Ein Satz des 2014 veröffentlichten Buches sagt die ein Jahr später in Deutschland eintretende Verwerfung der Parteienlandschaft – invers gelesen – voraus: „Tatsächlich glaube ich, dass die Politiker der Mitte, indem sie effektive Präventivmaßnahmen ergreifen, den extremen Parteien ihre Anziehungskraft nehmen und eine Situation verhindern können, in der sie weiter zunehmen würde.“ Es täte der Debatte in der deutschen Parteienlandschaft gut, wenn wissenschaftliche Expertisen wie die Colliers die Auseinandersetzung um die Einwanderung künftig stärker fundierte. Mit rationaler Argumentation sind zwar nicht die xenophoben Wähler zu erreichen, die den Populisten Zulauf verschaffen. Aber bei dem Kampf um die Erhaltung der offenen Gesellschaft dürfen die die Verfassungsordnung verteidigenden Kräfte nicht zulassen, dass Stichworte und Positionen zur Einwanderung nicht geäußert werden, weil das Thema durch die extreme Rechte mit Rassismus verknüpft und aufgrund der dadurch einsetzenden Tabuisierung dem Diskurs der Mitte entzogen wird. Die letzte Afrika-Reise der Bundeskanzlerin hat erneut deutlich gemacht, dass die massenhafte Einwanderung nach Europa dort als finanzielle Chance und Entlastung begriffen wird. Auf dem Gipfeltreffen der Europäischen Union und zahlreichen afrikanischen Nationen 2015 auf Malta verteidigten diese die Auswanderung nach Europa als Grundrecht.

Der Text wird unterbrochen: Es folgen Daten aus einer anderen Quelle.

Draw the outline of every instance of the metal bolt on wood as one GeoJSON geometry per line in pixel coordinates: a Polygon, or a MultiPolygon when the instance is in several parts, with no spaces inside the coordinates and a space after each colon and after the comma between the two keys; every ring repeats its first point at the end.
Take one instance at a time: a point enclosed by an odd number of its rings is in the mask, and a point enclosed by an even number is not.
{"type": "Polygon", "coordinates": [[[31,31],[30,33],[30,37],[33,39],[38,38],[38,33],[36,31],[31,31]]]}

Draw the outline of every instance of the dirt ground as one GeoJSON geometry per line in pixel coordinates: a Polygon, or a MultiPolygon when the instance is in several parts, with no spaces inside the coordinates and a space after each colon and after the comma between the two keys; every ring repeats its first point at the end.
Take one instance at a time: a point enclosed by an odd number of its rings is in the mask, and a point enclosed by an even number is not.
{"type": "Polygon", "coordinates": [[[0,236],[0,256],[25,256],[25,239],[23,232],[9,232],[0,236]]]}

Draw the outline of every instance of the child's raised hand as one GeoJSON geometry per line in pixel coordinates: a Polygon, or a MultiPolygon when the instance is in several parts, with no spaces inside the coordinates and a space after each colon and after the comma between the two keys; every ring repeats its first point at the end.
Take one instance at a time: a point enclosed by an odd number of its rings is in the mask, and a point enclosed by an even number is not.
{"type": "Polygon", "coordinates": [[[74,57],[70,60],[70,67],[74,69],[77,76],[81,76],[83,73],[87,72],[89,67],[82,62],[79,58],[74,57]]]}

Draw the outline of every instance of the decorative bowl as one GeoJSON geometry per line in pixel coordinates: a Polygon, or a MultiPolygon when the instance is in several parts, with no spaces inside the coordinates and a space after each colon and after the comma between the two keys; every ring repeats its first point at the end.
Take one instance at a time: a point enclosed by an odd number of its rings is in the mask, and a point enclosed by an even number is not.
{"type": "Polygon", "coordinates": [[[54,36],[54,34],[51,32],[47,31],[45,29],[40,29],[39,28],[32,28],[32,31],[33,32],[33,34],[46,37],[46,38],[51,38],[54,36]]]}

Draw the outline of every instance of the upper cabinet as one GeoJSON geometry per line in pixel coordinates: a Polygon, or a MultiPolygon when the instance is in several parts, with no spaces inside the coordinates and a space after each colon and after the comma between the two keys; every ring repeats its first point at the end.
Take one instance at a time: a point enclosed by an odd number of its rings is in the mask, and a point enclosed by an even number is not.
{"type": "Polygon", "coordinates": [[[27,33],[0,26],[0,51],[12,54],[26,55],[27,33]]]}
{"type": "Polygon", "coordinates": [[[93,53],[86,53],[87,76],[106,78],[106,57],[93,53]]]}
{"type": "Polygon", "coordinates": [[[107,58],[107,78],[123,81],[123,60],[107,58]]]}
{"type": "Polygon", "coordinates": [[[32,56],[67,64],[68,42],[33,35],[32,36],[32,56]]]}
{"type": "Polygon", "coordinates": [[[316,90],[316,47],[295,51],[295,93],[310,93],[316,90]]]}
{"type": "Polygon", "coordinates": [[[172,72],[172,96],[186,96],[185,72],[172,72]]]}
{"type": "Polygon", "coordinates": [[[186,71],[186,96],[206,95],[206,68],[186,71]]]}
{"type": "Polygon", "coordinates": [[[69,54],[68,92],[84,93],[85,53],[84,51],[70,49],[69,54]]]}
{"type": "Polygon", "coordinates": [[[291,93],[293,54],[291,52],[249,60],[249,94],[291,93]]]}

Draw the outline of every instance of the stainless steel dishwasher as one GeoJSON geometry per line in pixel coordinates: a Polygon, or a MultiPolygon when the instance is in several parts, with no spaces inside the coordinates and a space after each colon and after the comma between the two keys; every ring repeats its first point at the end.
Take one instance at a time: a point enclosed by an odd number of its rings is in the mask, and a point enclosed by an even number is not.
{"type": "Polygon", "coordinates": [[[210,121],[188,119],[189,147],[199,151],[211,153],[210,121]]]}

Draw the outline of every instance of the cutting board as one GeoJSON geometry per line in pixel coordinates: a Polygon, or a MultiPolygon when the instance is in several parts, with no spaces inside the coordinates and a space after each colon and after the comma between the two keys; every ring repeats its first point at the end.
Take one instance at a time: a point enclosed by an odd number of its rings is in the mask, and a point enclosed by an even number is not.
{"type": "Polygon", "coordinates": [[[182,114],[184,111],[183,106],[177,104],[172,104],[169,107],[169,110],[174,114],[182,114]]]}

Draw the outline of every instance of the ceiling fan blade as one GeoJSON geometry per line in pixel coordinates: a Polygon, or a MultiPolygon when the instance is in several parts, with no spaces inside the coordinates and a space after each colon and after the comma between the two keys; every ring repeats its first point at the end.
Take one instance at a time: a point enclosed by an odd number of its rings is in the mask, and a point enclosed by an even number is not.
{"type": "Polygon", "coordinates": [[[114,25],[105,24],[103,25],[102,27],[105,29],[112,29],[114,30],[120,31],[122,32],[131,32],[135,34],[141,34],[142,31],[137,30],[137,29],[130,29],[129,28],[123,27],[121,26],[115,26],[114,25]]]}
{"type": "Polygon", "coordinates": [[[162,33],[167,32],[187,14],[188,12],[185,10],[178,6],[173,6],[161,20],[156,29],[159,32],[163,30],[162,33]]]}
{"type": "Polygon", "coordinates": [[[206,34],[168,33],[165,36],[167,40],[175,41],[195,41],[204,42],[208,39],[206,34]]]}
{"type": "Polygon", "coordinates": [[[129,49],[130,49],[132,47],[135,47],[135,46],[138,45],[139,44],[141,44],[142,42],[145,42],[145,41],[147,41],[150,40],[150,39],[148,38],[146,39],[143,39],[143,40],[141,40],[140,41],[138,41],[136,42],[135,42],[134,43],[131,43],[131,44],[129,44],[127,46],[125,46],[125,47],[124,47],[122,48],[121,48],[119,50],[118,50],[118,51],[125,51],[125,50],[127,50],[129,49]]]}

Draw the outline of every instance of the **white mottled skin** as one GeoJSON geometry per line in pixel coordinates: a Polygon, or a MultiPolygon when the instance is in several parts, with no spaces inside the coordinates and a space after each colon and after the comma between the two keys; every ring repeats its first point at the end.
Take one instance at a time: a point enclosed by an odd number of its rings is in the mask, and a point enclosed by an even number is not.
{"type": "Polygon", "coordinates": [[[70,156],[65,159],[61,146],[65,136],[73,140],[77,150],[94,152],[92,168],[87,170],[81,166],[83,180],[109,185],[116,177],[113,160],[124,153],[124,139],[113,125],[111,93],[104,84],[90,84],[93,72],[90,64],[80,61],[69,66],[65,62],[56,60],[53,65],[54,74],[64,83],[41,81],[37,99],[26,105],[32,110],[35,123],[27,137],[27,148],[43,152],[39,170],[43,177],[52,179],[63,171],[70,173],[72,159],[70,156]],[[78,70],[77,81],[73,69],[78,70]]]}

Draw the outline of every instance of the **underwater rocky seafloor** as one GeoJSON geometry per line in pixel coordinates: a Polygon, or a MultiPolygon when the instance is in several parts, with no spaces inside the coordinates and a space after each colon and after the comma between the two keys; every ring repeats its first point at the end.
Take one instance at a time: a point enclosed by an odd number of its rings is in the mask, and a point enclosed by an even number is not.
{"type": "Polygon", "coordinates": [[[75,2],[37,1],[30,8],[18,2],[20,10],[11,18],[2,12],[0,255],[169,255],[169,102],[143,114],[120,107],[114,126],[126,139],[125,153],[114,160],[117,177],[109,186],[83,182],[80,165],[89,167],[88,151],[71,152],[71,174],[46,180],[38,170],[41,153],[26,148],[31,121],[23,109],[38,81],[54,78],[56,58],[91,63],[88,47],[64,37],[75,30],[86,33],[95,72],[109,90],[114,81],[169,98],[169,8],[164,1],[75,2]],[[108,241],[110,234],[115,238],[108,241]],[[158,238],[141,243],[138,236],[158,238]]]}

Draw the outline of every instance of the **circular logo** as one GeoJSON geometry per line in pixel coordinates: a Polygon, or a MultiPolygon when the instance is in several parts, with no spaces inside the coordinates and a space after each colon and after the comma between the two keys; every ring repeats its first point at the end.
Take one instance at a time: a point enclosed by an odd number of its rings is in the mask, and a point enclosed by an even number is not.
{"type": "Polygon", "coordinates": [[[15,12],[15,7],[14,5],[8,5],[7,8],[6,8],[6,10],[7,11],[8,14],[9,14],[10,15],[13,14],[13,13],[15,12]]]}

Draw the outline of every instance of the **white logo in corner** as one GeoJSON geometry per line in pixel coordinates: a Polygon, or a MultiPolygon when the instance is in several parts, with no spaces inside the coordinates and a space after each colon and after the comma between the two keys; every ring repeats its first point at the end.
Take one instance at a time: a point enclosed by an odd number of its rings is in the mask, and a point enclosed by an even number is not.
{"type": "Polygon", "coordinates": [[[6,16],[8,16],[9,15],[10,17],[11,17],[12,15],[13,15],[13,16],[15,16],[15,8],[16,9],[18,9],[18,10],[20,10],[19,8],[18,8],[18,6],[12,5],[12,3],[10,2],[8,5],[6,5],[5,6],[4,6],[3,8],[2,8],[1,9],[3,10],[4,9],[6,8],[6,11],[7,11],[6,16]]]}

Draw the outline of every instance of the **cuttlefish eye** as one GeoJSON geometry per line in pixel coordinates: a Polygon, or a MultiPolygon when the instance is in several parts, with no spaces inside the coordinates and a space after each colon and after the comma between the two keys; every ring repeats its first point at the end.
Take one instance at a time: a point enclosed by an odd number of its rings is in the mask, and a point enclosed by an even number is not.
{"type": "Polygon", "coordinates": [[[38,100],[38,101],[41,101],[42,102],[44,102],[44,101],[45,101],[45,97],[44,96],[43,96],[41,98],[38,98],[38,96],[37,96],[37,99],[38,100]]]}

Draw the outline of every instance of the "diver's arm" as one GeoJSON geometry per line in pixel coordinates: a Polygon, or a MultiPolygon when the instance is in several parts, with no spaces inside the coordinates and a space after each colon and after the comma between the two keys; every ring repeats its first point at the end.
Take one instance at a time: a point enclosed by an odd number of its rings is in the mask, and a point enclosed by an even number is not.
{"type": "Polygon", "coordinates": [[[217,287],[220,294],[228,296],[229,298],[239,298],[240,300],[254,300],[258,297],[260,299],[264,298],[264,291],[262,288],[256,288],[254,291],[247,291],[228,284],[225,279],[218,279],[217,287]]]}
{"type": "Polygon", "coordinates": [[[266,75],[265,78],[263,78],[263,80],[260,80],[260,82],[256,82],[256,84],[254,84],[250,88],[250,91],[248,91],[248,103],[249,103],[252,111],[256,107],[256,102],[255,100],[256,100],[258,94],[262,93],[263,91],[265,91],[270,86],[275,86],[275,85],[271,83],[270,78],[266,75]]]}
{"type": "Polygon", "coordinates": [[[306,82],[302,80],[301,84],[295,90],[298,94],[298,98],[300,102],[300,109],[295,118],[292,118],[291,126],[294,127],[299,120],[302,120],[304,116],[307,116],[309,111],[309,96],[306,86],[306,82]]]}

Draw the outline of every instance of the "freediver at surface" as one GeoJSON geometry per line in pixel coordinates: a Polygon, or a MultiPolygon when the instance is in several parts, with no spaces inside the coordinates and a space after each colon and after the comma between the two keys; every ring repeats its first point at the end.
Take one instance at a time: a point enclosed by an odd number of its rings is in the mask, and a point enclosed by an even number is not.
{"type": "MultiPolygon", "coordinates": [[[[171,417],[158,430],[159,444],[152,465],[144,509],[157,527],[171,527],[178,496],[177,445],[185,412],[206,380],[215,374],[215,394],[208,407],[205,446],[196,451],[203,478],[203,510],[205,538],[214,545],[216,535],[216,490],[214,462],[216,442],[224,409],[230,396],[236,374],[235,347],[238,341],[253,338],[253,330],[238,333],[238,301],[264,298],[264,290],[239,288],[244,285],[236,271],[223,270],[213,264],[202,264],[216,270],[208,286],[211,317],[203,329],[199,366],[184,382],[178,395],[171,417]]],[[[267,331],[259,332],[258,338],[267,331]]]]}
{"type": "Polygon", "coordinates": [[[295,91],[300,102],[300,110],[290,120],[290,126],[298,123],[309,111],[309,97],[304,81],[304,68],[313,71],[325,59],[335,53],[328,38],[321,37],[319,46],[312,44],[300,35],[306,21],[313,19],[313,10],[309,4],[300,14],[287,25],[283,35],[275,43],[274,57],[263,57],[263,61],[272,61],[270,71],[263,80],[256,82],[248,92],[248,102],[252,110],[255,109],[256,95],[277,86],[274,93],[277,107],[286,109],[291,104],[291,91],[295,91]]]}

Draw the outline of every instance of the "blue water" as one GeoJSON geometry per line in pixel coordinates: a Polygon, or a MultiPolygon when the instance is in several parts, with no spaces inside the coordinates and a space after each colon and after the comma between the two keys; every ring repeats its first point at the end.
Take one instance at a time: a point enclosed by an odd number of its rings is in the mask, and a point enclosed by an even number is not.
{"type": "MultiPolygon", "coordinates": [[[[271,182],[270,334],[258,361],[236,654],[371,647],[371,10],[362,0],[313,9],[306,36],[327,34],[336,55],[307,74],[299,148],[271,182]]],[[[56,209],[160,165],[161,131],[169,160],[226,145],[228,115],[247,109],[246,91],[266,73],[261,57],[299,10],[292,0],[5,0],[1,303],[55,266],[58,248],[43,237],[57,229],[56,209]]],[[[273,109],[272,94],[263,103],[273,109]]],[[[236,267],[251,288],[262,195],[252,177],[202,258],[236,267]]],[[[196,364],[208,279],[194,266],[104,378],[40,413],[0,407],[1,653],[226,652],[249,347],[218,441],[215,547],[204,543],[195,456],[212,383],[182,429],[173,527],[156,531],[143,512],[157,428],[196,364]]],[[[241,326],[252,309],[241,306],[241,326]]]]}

Der kosmopolitisch sozialisierte und in einem multi-nationalen Familienverband lebende Autor kritisiert ferner die Idee, die westlichen Gesellschaften sollten sich auf eine postnationale Zukunft vorbereiten und hebt den Wert einer nationalen Identität hervor; sie solle nicht durch Rassisten in Beschlag genommen werden können. Ein gemeinschaftliches Nationalgefühl müsse nicht mit Aggressivität verbunden sein, sondern könne ein praktisches Mittel sein, Brüderlichkeit zu schaffen, denn öffentliche Güter würden überwiegend auf nationaler Ebene bereitgestellt, eben weil sich Nationen als machtvolle Einheiten mit kollektiver Identität erwiesen hätten. Wohltätigkeit beginne nicht zu Hause, sondern im Finanzministerium, denn der Staat sei massiv am Transfer von Ressourcen zwischen Eltern und Kindern beteiligt, etwa durch staatlich finanzierte und verordnete Bildung. Die Wertschätzung des Nationalen ist hierzulande längst nicht mehr nur einem fest umrissenen politischen Spektrum zuzuordnen, wie jüngste Feuilleton-Beiträge dieses Jahres – etwa des Ex-Außenministers Fischer, der Linken-Politikerin Wagenknecht und des Philosophen Sloterdijk – zeigen.
Paul Collier, Exodus. Warum wir Einwanderung neu regeln müssen.